Beitrag von steffen.pirsig » Di, 11. Jun 2019 16:46

Hallo Tom, und all die anderen,
"Die Energie für diese sich ständig wiederholende Diskussion könnte man auch effektiver verschleudern."
Dem stimme ich von ganzem Herzen zu. Danke auch für die Anerkennung.
"Nein, Xbase++ entspricht nicht dem Stand der Technik, wenn es um die IDE, die verfügbaren Tools oder die Art, wie heutzutage programmiert wird, geht, aber das ist auch nicht der Anspruch."
Da möchte ich doch - zumindest teilweise - wiedersprechen. Zu "Stand der Technik", naja Clipper hat Codeblöcke alla Lamda Expressions mit 5.0 eingeführt - damals von Lisp übernommen. .Net in 2007 und Java in 2014. Xbase++ ist eine dynamisch typisierte Sprache aus Überzeugung - der Type muss dem Model folgen, hat mal J.F. Codd gesagt, nur mit dynamischer Typisierung geht das. Der Type ist in Xbase++ im Datenmodel oder aber in der Klasse verankert. Das geht mit .Net seit 2015 und mit Java seit 2018. Prototype OOP ist der Grund, warum Javascript so sehr erfolgreich werden konnte und diese Mächtigkeit bei der Abbildung mehrschichtiger Probleme erreicht. Xbase++ kann seit 2014 Prototype OOP und von je her klassenbasiertes OOP. Mal sehen, wann Java oder .NET hier nachziehen.
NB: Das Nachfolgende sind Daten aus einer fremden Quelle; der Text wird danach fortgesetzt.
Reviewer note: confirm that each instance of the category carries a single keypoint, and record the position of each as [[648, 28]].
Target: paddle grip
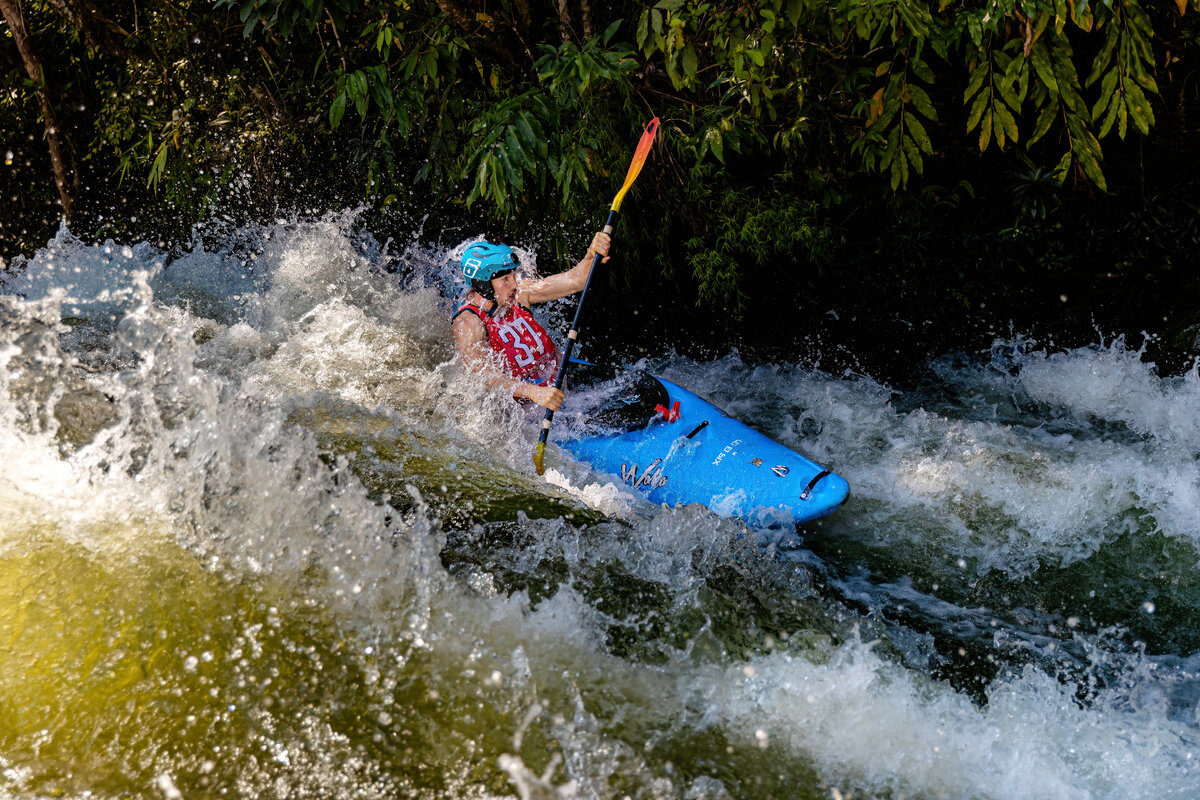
[[573, 335]]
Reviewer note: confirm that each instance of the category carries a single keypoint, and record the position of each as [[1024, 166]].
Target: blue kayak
[[677, 447]]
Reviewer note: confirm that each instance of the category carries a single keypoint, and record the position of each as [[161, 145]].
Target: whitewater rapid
[[261, 535]]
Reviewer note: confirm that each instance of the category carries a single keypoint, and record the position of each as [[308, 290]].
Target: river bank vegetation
[[927, 157]]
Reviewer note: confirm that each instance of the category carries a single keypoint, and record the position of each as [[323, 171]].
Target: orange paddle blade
[[643, 150]]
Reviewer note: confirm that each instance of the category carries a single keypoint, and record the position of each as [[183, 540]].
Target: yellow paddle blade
[[643, 150], [539, 458]]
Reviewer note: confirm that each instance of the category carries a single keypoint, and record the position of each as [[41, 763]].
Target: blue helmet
[[484, 260]]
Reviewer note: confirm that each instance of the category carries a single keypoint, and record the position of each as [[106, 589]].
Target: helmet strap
[[484, 288]]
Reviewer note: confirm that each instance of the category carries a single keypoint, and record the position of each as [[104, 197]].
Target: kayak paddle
[[635, 167]]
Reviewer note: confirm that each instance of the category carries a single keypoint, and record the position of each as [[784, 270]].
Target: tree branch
[[34, 70], [468, 24], [97, 30]]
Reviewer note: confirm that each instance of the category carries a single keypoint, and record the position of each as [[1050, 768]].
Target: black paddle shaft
[[574, 334]]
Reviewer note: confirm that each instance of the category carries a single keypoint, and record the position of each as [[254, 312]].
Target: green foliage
[[503, 109]]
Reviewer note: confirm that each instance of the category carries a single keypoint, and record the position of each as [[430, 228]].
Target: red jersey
[[526, 347]]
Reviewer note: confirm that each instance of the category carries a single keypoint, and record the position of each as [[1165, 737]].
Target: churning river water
[[262, 536]]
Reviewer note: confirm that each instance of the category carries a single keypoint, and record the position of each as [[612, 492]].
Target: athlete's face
[[505, 288]]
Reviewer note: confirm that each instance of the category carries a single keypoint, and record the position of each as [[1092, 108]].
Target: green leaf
[[1062, 168], [917, 131], [1107, 88], [1007, 122], [913, 155], [715, 143], [611, 30], [1041, 60], [922, 102], [1086, 154], [1139, 109], [1101, 62], [336, 110], [1110, 118], [1045, 119], [977, 78], [977, 109], [689, 60], [922, 71]]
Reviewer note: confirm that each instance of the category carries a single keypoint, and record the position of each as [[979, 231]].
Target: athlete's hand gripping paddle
[[635, 167]]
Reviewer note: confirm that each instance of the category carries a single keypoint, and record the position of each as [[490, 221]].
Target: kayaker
[[495, 331]]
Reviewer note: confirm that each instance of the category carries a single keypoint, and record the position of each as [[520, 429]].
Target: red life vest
[[528, 352]]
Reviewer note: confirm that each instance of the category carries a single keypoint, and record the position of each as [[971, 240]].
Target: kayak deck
[[677, 447]]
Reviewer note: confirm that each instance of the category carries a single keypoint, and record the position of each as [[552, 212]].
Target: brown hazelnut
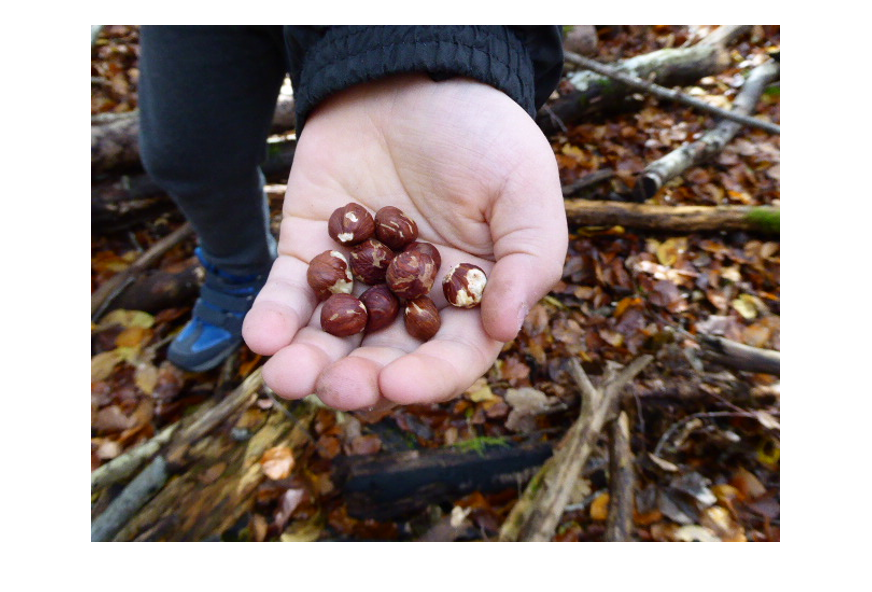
[[343, 315], [422, 318], [394, 228], [329, 273], [411, 274], [382, 306], [428, 249], [351, 224], [464, 285], [369, 261]]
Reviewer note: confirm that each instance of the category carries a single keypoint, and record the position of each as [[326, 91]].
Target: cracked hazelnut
[[411, 274], [427, 249], [329, 273], [351, 224], [394, 228], [464, 285], [369, 261], [382, 305], [343, 315], [422, 318]]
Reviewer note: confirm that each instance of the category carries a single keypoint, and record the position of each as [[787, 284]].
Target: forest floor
[[705, 437]]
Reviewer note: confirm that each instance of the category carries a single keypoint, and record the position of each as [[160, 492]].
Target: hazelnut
[[428, 249], [343, 315], [369, 261], [394, 228], [350, 224], [329, 273], [422, 318], [382, 306], [411, 274], [464, 285]]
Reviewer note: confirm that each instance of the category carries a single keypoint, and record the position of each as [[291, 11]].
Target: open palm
[[479, 178]]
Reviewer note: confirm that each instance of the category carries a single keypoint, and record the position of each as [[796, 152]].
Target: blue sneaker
[[215, 331]]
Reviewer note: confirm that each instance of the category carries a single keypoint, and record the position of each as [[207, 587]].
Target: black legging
[[207, 96]]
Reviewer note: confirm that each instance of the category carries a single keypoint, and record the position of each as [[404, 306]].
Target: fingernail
[[522, 315]]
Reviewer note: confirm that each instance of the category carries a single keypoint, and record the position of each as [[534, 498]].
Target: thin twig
[[668, 93]]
Was ich damit sagen will ist, ja du hast recht, aber eben nur bedingt und gewiss nur aus deiner Perspektive - aber die Welt ist weit komplexer. Und ganz gewiss kann man mit Xbase++ so programmieren, wie es heutzutage gefordert wird - GOF / Fowler u.a.
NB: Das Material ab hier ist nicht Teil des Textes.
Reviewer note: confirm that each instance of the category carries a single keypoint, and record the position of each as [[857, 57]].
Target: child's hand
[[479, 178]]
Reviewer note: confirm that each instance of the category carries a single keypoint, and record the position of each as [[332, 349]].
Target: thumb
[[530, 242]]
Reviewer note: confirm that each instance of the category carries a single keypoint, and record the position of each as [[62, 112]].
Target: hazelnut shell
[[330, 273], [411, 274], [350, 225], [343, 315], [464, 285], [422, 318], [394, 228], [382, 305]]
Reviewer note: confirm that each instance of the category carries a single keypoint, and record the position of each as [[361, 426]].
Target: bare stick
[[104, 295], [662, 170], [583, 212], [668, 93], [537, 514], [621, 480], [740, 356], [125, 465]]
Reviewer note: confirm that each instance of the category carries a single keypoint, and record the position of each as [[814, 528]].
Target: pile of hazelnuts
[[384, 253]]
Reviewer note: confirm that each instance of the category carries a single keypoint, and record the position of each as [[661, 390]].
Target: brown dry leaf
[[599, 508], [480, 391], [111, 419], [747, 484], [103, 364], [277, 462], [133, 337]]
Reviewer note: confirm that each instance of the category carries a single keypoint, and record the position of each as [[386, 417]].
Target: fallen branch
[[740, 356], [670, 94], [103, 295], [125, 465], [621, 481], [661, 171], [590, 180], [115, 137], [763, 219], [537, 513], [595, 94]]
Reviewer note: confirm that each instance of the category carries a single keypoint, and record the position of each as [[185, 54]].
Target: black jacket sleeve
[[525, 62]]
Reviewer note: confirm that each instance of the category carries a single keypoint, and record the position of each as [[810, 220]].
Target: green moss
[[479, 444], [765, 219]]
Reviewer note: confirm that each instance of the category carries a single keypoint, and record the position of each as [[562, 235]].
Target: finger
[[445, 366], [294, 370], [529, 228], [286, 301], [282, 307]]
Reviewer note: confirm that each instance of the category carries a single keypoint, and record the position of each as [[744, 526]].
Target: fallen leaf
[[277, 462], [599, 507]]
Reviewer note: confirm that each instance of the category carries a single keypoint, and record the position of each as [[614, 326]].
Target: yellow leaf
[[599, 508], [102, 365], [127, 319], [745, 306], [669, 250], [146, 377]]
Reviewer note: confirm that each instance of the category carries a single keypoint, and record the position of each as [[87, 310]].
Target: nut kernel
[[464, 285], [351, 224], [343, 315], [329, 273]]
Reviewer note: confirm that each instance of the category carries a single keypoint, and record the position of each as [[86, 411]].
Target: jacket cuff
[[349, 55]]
Und ja, wir sind immer zu langsam - wir haben eben beschränkte Resourcen - muss aber auch nicht schlecht sein, wir sind seit mehr als 10 Jahren durchgängig profitabel und können in die Zukunft der Plattform, die wir toll finden, investieren. Wir haben die Produktentwicklung und die automatische Produktvalidierung in den letzten Jahren in einem unglaublichen Mass vorangetrieben. Unsere Balde-Center für die Durchführung der Validierung hat 224 Prozessoren und 1TB Hauptspeicher, damit wird jeder Build innerhalb weniger Stunden vollständig getestet ist. Deshalb können wir heute jeden Monat ein neues Update, mal mit neuen Features und mal mit Fixes, herausbringen. Und trotzdem noch das Produkt grundsätzlich umbauen und vorwärts bringen.

Auf jeden Fall verwehre ich mich ganz entschieden gegen dein letztes Statement:
"Aber, klar, mit der kaum noch - wenn überhaupt - neue Projekte geplant werden."
Also, verzeih mir, frei raus - das ist echter Stuss. Gerade in 2018 und jetzt in 2019 haben wir eine unglaubliche Anzahl von sogenannten Aufstockungen. D.h. Firmen, die bisher 1 oder 2 Lizenzen hatten, erhöhen jetzt plötzlich auf 3, 5 oder 10. Das passiert mittlerweile fast jeden Monat. Die Gründe sind immer wieder ähnlich. Erst wurde mit Xbase++ Jahre lang ein bestehendes Clipper System vorwärtsgetrieben, man wurde am Markt erfolgreich, ist gewachsen und dann musste entschieden werden, wie es weitergeht. Und jetzt wird es spannend, da gibt es einige, die dann nach Java oder aber .NET gehen und andere die sich klar für Xbase++ entscheiden. IMO interessant ist, dass gerade die Firmen, die sich bewusst für Xbase++ entscheiden, über das größte Gesamtwissen in der IT/Softwarebranche verfügen. Vor allem kleinere, gerade vertikale Lösungsanbieter, suchen hier oder da dann Ihr Heil in der ReImplementierung mittels .NET oder Java - traurig ist hier leider, dass die meisten scheitern - entweder ging Ihnen das Geld aus oder aber die Lösung ist nicht mehr wettbewerbsfähig. Ein Beispiel wäre da eine mehr oder minder bekannte Firma aus DE, die sogar Markführer in Ihrem Segment ist, dort wurde die Xbase++ Lösung in Java reimplementiert, nachdem die Firma mehrere Millionen Euro zusätzliche Entwicklungskosten geschultert hatte, wurde das Projekt gestoppt. Warum, naja weil in 4-5 Jahren ein Erfüllungsgrad von 10% der Xbase++ Lösung erreicht wurde.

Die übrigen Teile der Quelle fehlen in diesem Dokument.